La crainte des gouvernements despotiques naît d'elle-même parmi les menaces et les châtiments ; l'honneur des monarchies est favorisé par les passions, et les favorise à son tour : mais la vertu politique est un renoncement à soi-même, qui est toujours une chose très pénible. On peut définir cette vertu, l'amour des lois et de la patrie.

Cet amour, demandant une préférence continuelle de l'intérêt public au sien propre donne toutes les vertus particulières : elles ne sont que cette préférence. Cet amour est singulièrement affecté aux démocraties.

Dans elles seules, le gouvernement est confié à chaque citoyen.

Or, le gouvernement est comme toutes les choses du monde : pour le conserver, il faut l'aimer. On n'a jamais ouï dire que les rois n'aimassent pas la monarchie, et que les despotes haïssent le despotisme. Tout dépend donc d'établir, dans la république, cet amour ; et c'est à l'inspirer que l'éducation doit être attentive.

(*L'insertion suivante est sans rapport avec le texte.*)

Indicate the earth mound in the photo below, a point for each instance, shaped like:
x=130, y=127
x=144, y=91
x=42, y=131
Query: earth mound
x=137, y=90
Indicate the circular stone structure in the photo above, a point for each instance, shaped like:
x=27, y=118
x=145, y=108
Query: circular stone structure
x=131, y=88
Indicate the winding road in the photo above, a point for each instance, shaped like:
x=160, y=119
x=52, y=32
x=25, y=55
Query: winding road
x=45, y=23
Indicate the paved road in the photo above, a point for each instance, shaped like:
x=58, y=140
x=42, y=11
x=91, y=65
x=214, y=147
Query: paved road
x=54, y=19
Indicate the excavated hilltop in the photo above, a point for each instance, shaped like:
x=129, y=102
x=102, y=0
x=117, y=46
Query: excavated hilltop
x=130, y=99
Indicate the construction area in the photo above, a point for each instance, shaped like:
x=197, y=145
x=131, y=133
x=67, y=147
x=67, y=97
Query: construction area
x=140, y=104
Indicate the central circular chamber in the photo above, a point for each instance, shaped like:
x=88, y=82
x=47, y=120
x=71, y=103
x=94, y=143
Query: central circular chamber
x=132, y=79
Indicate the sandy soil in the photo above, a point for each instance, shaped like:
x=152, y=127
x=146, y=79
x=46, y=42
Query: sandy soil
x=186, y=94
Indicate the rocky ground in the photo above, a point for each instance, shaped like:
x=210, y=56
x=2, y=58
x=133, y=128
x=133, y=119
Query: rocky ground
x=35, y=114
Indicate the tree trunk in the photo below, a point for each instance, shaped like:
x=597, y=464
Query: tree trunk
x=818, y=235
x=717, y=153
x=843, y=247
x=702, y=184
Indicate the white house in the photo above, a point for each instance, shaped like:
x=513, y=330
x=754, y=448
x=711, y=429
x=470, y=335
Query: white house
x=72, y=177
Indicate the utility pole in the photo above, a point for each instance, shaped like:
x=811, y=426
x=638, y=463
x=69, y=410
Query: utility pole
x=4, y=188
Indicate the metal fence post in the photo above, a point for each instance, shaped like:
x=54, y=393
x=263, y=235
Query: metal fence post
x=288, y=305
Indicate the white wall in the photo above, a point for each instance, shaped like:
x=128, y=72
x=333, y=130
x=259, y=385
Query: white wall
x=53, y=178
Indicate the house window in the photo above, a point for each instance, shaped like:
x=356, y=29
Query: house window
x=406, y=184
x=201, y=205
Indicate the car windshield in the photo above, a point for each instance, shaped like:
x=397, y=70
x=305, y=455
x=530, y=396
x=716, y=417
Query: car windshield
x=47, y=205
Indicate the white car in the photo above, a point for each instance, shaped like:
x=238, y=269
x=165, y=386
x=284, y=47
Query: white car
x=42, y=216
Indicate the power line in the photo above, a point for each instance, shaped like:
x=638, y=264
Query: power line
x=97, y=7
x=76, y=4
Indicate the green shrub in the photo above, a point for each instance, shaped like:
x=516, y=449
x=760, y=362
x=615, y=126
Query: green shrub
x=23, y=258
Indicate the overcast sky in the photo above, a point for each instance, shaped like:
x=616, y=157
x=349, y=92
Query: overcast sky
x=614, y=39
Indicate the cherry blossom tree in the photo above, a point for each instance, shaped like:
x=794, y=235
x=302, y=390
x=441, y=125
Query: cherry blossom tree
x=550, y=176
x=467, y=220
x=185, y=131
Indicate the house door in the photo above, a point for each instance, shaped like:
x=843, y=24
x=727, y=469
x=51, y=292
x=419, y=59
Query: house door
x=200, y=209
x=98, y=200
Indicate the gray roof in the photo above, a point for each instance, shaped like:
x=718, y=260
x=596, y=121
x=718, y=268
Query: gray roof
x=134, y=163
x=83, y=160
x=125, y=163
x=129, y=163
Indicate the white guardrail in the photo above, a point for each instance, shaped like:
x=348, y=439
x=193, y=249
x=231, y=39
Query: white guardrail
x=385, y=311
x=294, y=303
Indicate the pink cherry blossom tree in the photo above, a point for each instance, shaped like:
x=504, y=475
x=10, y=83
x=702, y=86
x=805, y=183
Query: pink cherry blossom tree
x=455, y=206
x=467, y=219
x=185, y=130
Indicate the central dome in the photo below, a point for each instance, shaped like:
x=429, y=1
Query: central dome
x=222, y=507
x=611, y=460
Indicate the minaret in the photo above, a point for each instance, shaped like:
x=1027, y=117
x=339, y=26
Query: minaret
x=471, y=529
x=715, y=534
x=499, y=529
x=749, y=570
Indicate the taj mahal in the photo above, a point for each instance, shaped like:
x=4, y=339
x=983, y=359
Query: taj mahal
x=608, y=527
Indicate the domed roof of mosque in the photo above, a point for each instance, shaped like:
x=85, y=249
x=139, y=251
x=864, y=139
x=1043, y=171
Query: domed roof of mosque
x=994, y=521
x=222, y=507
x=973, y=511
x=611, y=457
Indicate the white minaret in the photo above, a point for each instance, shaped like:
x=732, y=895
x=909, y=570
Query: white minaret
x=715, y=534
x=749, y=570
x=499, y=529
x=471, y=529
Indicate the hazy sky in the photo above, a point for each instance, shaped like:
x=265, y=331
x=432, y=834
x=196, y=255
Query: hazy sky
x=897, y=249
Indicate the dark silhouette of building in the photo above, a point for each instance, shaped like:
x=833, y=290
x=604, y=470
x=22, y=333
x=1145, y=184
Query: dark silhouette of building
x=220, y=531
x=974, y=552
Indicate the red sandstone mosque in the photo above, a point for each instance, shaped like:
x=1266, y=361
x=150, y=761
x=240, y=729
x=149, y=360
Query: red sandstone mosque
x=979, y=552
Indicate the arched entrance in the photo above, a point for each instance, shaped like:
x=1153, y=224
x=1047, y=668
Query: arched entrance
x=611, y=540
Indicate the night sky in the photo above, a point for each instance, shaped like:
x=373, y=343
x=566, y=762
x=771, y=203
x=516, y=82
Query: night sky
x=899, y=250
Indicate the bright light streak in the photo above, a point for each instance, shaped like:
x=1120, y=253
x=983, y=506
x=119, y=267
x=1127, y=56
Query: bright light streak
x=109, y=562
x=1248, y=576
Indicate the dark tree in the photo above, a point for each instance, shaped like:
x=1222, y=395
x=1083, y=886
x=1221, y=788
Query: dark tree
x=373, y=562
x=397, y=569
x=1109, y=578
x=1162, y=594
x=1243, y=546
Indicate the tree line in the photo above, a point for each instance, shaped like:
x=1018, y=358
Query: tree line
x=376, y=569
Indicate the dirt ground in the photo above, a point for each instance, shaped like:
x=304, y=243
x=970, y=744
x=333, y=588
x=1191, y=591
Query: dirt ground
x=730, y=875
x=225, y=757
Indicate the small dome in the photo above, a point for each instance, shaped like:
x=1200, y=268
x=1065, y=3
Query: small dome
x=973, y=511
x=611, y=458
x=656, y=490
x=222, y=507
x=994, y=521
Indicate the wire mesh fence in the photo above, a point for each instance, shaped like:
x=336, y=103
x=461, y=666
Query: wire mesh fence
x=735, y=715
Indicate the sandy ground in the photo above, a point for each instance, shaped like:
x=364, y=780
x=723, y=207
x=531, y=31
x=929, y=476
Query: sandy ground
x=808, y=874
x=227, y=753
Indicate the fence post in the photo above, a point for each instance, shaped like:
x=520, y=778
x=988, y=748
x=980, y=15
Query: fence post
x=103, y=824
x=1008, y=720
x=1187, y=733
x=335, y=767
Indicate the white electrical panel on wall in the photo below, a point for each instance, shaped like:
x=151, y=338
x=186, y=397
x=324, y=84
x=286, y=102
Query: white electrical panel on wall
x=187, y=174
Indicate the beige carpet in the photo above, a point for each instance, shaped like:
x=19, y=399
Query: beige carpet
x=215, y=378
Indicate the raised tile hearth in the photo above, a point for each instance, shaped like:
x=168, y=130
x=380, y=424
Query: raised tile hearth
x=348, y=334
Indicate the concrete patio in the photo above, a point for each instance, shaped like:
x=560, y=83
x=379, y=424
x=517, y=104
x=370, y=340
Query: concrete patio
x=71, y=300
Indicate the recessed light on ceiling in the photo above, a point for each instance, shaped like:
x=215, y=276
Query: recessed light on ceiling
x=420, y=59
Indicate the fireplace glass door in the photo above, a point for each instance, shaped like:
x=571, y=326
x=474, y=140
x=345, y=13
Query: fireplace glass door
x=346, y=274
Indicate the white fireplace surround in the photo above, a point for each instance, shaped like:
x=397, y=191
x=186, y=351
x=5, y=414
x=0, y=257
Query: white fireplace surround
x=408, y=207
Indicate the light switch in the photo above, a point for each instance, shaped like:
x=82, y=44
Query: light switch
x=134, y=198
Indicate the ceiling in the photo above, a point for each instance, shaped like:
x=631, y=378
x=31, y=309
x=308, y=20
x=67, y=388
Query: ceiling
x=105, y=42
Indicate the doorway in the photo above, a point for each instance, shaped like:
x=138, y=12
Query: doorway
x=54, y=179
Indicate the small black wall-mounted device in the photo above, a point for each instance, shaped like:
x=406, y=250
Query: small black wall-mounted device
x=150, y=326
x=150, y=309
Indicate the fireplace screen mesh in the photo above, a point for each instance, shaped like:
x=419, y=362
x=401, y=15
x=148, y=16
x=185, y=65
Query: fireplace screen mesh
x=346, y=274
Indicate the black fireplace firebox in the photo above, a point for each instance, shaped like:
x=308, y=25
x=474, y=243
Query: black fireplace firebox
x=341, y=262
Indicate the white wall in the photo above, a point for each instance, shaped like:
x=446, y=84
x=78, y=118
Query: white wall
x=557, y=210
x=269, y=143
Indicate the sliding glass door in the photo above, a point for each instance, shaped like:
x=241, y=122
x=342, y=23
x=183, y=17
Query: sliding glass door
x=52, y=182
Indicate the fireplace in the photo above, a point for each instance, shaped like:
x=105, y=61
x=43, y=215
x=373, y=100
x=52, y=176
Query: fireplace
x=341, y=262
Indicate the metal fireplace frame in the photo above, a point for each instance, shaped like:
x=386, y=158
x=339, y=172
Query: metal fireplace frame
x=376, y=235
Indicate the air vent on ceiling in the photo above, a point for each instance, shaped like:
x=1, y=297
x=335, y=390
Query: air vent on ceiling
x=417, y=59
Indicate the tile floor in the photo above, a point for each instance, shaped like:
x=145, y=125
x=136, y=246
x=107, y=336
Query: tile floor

Mais, pour que les enfants puissent l'avoir, il y a un moyen sûr ; c'est que les pères l'aient eux-mêmes. On est ordinairement le maître de donner à ses enfants ses connaissances ; on l'est encore plus de leur donner ses passions. Si cela n'arrive pas, c'est que ce qui a été fait dans la maison paternelle est détruit par les impressions du dehors. Ce n'est point le peuple naissant qui dégénère ; il ne se perd que lorsque les hommes faits sont déjà corrompus.

» Remarques préliminaires sur le sens du texte de Montesquieu. La solidarité entre république et vertu tient à la nature même de la république, appelée aussi démocratie pour préciser que tous y détiennent la souveraineté.

Privilégiant le bien public (res publica), le gouvernement républicain est le plus conforme qui soit aux exigences de la liberté et de l'égalité.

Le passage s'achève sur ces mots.